使途制限のない寄付をしよう
ポール・グレアム(Paul Graham)が執筆したエッセー「Donate Unrestricted」の日本語訳になります。
2021年3月
非営利の世界の隠された呪いは、「使途制限のある寄付」である。非営利団体に関わったことがなければ、この言葉を今までに聞いたことがないかもしれない。でも、非営利団体に関わったことがあれば、おそらくこの言葉であなたはビクッとしただろう。
使途制限のある寄付とは、寄付者がそのお金でできることを制限する寄付のことである。大口の寄付では一般的で、おそらくデフォルトである。それなのに、悪い考えであることが多い。通常、寄付者が望むお金の使われ方は、非営利団体が選んだお金の使われ方ではない。そうでなければ、寄付を制限する必要はなかっただろう。でも、どこにお金が使われるべきかをよく理解しているのは誰なのか? 非営利団体? 寄付者?
ある非営利団体がどこにお金が使われるべきかを寄付者よりも理解していない場合、その非営利団体は無能であり、あなたはとにかくその非営利団体に寄付していてはいけない。
つまり、使途制限のある寄付は、本質的には準最適なのだ。
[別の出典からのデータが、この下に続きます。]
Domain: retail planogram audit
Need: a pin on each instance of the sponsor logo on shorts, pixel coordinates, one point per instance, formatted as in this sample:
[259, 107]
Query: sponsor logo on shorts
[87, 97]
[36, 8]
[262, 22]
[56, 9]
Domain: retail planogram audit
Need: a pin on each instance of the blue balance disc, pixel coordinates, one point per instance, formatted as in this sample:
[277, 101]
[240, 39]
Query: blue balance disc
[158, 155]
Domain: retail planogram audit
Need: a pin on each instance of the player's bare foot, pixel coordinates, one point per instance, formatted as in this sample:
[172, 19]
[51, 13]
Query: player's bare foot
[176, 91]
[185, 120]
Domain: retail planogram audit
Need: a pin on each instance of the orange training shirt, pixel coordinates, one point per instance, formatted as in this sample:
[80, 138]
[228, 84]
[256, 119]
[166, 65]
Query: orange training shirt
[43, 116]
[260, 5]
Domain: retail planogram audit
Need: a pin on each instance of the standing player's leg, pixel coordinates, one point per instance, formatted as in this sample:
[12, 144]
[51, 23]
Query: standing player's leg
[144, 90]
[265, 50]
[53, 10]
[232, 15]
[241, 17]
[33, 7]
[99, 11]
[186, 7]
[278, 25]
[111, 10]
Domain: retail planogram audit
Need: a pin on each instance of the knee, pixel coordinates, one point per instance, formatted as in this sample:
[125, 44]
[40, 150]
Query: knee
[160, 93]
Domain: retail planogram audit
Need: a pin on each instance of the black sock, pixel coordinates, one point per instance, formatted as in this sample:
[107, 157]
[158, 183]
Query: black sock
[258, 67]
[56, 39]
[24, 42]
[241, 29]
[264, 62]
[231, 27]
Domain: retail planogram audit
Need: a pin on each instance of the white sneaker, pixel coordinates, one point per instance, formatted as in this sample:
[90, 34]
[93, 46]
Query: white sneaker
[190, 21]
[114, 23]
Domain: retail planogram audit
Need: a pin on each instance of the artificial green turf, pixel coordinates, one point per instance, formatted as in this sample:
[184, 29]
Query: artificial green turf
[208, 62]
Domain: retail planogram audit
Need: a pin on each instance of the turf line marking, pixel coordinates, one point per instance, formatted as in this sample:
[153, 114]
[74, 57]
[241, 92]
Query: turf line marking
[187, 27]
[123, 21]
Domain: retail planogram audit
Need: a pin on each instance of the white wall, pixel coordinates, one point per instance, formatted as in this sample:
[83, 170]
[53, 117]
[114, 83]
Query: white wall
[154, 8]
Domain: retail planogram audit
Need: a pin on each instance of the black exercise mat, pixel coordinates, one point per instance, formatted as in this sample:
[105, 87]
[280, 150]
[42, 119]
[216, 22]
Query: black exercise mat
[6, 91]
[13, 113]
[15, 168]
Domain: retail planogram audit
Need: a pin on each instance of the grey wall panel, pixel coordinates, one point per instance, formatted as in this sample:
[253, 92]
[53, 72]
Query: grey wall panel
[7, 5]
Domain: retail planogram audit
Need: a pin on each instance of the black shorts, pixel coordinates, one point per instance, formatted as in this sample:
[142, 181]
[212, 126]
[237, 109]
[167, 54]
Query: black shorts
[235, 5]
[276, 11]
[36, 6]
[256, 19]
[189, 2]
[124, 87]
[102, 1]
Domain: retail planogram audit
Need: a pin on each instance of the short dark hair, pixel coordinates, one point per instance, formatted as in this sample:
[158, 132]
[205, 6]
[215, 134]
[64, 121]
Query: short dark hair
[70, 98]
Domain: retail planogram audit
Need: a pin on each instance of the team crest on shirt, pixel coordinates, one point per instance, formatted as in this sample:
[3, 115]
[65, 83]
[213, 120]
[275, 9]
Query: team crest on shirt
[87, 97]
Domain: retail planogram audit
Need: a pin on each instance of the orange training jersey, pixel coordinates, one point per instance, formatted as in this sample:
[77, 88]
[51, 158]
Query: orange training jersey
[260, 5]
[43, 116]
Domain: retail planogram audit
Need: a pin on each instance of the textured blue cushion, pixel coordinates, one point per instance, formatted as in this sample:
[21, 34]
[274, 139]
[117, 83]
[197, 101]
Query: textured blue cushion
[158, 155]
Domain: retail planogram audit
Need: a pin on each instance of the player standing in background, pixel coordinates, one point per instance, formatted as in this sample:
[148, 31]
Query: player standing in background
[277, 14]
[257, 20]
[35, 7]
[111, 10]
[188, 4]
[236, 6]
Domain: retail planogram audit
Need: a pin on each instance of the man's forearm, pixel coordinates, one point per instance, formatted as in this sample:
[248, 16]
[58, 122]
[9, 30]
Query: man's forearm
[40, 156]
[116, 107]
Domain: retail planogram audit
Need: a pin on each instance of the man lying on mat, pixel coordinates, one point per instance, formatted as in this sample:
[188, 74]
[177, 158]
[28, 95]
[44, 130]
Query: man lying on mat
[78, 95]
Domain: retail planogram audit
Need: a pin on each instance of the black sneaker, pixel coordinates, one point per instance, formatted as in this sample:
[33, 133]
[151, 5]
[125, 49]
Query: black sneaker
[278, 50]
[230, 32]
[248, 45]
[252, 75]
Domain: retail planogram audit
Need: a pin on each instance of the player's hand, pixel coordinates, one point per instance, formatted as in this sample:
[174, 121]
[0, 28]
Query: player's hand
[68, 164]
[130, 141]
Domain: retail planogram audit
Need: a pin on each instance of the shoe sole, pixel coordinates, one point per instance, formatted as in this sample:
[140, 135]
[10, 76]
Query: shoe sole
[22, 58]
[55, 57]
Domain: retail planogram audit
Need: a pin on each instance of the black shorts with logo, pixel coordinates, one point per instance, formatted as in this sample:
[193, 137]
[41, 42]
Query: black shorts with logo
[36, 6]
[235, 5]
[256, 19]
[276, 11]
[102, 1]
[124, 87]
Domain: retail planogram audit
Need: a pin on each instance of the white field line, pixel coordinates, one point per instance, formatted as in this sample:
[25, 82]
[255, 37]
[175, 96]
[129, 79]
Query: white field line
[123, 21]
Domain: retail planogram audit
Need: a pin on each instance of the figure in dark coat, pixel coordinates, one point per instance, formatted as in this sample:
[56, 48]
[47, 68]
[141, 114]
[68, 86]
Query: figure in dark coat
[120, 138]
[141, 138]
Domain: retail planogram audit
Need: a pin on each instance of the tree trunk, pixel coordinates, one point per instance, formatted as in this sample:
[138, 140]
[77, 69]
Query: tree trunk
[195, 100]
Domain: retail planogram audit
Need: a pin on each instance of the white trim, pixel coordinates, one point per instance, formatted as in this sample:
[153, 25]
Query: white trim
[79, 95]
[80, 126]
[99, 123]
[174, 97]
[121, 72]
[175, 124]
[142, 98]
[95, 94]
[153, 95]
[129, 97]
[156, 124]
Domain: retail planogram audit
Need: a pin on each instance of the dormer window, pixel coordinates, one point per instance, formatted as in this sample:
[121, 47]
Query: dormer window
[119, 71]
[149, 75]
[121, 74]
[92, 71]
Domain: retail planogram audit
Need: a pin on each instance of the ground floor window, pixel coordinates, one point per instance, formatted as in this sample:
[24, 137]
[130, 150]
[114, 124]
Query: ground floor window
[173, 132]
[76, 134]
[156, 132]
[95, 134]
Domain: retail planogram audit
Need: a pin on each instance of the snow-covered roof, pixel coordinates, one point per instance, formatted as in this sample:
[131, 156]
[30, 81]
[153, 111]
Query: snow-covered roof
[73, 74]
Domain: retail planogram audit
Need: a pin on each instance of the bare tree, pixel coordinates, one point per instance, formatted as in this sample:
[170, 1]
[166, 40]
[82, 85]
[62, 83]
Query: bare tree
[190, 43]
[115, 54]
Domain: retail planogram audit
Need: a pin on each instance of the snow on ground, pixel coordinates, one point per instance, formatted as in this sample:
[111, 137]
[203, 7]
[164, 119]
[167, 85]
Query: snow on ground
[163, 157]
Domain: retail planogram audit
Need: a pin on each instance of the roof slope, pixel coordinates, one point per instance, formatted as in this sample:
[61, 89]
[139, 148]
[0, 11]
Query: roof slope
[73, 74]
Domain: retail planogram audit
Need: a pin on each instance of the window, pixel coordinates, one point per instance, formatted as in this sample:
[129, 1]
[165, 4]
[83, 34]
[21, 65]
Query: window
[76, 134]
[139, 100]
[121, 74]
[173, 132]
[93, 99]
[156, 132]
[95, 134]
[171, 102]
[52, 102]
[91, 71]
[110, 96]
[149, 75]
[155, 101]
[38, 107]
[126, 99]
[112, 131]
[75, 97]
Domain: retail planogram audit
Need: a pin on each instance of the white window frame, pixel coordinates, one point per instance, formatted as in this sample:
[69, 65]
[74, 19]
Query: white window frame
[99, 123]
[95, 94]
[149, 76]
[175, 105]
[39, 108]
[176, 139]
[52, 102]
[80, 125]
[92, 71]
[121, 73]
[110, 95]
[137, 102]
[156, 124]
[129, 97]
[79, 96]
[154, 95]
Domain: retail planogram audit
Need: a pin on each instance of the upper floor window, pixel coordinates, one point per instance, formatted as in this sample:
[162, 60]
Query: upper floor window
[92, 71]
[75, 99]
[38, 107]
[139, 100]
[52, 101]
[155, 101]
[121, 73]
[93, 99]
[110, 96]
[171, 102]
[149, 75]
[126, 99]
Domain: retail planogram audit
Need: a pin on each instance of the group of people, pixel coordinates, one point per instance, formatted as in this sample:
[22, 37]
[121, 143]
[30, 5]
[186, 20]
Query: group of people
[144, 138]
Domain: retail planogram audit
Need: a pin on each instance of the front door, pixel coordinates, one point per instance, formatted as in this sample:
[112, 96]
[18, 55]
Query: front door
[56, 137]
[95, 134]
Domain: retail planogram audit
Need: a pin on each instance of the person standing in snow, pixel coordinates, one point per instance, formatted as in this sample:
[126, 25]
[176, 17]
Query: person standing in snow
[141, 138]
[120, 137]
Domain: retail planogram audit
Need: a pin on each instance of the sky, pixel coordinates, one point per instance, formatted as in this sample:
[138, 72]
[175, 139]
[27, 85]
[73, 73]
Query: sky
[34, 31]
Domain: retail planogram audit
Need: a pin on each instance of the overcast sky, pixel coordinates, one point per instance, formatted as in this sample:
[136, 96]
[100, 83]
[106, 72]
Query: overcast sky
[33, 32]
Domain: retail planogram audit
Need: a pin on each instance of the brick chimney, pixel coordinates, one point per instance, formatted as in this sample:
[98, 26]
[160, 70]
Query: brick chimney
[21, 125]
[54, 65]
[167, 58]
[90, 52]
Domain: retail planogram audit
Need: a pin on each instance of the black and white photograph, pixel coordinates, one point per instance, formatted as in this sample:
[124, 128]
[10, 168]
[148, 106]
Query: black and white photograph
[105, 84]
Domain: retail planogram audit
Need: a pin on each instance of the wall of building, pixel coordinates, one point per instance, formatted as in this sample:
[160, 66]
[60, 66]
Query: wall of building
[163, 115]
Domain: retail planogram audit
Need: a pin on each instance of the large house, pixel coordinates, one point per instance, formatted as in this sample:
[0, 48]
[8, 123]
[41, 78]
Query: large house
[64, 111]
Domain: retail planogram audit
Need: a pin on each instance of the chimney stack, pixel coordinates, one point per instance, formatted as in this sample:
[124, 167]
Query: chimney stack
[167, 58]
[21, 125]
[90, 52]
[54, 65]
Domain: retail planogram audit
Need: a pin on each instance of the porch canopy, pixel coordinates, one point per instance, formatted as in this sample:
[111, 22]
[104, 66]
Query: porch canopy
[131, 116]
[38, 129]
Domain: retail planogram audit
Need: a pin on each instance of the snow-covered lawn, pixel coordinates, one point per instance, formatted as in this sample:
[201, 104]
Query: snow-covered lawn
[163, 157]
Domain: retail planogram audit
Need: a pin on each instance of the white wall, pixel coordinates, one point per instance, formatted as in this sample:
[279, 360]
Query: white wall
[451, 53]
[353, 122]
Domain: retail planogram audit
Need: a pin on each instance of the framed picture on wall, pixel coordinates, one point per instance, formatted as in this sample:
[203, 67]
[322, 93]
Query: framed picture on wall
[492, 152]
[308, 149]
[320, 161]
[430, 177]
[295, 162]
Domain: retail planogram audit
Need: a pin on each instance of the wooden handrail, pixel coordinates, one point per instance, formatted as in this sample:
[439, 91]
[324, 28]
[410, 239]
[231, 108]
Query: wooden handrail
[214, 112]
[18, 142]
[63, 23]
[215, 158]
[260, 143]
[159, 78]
使途制限のある寄付は、「悪い非営利団体への寄付か」または「間違ったことに対する寄付」のどちらかである。
この原則にはいくつか例外がある。ひとつは、非営利団体が包括的な組織である場合だ。たとえば、ある大学に使途制限のある寄付をするのは合理的である。なぜなら、大学は名目上はただ一つの非営利団体であるからだ。もうひとつの例外は、寄付者がどこにお金が使われるべきかを非営利団体と同じくらい実際に分かっている場合である。たとえば、ゲイツ財団には特定の目標があり、その目標を達成するために個々の非営利団体に使途制限のある寄付をすることがよくある。だが、あなた自身がある領域の専門家である場合や包括的な組織に寄付する場合を除いて、あなたの寄付は使途制限がなければもっと良い結果をもたらすだろう。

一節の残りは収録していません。